Journal · The Riqq
Choosing a Riqq
Three kinds, four things to check, and the makers I trust — so the drum fits your hands instead of fighting them.
Choosing the right riqq matters more than people think. The wrong one makes playing much harder every day; the right one all but disappears into your hands.
The riqq has a lot of decisions built into it, and the choices you make before you ever play a note shape how easily you’ll progress. There are two parts to getting it right: knowing which kind of riqq you want, and then checking four specific things on the drum itself. Let me take them in order.
Three kinds of riqq
There are three main families. The modern riqq hides its tuning bolts inside the frame; the main countries building them are Lebanon and Turkey. The traditional Egyptian riqq has a natural skin and no tuning mechanism at all — the old-school sound. And there is the modern riqq with an external tuning mechanism, which itself splits into genuinely high-quality instruments and cheap touristic drums.
A word on that last one: I would not buy a riqq with an external tuning mechanism as your main drum — and certainly not without holding it first. They tend to be less comfortable, and they’re built for a playing style different from the one I teach and play.
The diameter
The traditional and most common size is 23 cm. If you have small hands, 22 cm will do the job. If your hands are average or large and you want a deeper sound, 24 cm is the natural choice.
- 22 cm small hands
- 23 cm the traditional, most common size
- 24 cm larger hands, a deeper sound
- 25 cm an extra set of jingles — a sound feature, not a main riqq
There are 25 cm riqqs with an extra set of jingles, but I wouldn’t buy that as a main drum — only as an additional one for its sound. The 25 cm tends to be much heavier and asks for more control.
Depth — the one to get right
This is the factor most people overlook, and it matters enormously, because the depth of the frame governs your whole grip. A riqq too deep for your hands makes playing very difficult — sometimes simply impossible. The common depth of a modern riqq is 5.5 cm; a traditional Egyptian riqq is around 6 cm. Unless you have very big hands, never go deeper than 5.5 cm. If your hands are small, some makers will build a shallower frame, closer to 5 cm. Don’t compromise here — depth literally affects your everyday practice.
Don’t compromise on depth.

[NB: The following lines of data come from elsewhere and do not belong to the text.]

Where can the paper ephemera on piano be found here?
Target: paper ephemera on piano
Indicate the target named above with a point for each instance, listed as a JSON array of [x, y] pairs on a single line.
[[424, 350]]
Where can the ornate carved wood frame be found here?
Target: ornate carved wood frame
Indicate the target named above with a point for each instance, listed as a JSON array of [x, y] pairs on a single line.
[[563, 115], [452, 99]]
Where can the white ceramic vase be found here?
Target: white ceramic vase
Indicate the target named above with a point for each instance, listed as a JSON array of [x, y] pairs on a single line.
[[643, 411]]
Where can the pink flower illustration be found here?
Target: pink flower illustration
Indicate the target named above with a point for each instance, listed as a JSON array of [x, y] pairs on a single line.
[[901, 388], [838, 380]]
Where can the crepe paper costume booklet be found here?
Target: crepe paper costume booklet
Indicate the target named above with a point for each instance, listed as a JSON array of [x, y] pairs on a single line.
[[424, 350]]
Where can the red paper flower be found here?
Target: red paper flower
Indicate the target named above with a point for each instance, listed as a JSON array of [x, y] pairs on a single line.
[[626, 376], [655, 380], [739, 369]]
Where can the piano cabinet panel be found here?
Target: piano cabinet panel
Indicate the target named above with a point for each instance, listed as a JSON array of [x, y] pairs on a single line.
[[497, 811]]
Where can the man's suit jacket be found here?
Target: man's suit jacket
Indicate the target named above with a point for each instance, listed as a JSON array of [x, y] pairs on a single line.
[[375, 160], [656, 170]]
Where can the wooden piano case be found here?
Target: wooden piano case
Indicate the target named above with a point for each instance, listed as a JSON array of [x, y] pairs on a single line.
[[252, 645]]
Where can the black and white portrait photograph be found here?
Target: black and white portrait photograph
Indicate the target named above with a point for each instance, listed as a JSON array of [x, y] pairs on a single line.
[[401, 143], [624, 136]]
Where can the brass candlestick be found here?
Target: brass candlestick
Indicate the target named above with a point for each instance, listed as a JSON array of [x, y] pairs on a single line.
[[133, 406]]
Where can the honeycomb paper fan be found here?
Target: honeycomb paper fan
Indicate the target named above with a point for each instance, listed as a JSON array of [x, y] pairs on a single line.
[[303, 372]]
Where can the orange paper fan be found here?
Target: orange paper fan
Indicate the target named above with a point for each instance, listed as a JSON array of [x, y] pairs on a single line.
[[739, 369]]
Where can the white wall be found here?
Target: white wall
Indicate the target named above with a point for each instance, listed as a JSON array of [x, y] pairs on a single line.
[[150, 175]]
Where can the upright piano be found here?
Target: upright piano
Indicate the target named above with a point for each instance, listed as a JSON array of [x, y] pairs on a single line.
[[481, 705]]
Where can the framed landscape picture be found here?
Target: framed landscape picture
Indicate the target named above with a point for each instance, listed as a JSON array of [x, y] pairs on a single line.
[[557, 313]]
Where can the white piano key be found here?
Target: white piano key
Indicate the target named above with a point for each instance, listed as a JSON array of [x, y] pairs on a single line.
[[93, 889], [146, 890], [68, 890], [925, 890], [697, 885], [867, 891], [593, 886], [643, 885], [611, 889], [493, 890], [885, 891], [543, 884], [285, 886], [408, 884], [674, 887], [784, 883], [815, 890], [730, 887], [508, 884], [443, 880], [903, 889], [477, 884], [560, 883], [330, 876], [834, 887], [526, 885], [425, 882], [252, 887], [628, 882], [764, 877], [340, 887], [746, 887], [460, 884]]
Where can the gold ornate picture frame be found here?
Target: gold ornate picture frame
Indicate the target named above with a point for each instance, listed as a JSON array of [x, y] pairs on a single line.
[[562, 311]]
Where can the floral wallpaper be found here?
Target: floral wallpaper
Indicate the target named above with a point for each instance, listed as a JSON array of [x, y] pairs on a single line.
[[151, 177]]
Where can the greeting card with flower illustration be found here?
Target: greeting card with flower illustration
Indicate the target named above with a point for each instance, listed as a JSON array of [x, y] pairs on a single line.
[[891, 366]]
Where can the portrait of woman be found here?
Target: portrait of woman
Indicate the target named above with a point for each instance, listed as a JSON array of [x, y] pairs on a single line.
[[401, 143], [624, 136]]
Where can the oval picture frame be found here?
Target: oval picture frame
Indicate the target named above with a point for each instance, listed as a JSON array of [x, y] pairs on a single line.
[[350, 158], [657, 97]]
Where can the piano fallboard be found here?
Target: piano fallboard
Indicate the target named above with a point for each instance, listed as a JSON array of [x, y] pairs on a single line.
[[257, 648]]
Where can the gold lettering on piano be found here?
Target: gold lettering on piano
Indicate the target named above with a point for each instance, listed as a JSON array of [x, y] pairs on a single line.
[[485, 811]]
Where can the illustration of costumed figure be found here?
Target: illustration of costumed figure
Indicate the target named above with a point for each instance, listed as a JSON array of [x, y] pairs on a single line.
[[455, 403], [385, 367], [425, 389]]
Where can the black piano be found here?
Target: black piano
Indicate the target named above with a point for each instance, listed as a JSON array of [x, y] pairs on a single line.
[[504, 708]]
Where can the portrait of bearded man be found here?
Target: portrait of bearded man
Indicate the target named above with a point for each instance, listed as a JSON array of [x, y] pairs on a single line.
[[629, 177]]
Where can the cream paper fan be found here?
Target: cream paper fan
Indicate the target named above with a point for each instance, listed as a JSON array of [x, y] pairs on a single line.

It decides whether the drum fits your hands — or fights them every day.
Weight
Traditional riqqs are lighter, having no tuning mechanism. Modern riqqs can be medium-to-heavy depending on the design — the paint, the size, the frame; covered in mother-of-pearl, much heavier. External-tuning riqqs are often heavier still. As a rule, I wouldn’t cross roughly 800–900 grams. If your hands aren’t very strong, look for something lighter — and ask the builder, it’s something they’ll know. The one to avoid outright is the simple Alexandria riqq: extremely heavy, and basically unplayable unless you have very strong hands.
Skin
Your main options are natural skin — mostly goat and fish — and plastic. Thickness shapes the sound the same way for both: a thicker skin gives a drier sound, a thinner skin a more resonant one. Among plastics you’ll find transparent, semi-transparent, and fully opaque heads — each a different thickness, so each its own voice. Ask for videos and let your ears choose. Sayidi fish skin is considered the most traditional and the best for riqq — but the fish were nearly hunted to extinction, so it can be hard to find now. With any of them, ask for recordings of the options and let your ears be the judge.
The makers I trust
One of the biggest problems in the market is that the good makers often take a long time — some close to a year — to build and ship a drum, which complicates everything. So I’ll try to balance quality with practicality.
The legendary modern-riqq maker is Kevork, in Lebanon — the first innovator of this kind of riqq, and still the top of the craft. His drums sell mostly second-hand at very high prices; only worth it if you can truly afford it, because the price is more the collector’s value than a difference in quality you’ll actually feel.
My own go-to these days is the Lebanese maker Elias Nakhle — “Nakhle Percussion” — top quality with good delivery times most of the time. Also from Lebanon, Ghassan riqqs are good, though the logistics can be trickier. In Turkey, several builders make solid riqqs at a good price with very good delivery — Salim Percussion and Sonika Percussion among them. In the traditional category I’d go with Amir Ezzat — bearing in mind these need a lot of maintenance, including a heating pad on humid days.
There are other good makers out there, but some have proved unreliable on delivery, so I’ve left their names out.
A riqq that fits your hands is one you’ll actually want to pick up. Choose carefully once — and then it simply gets out of your way.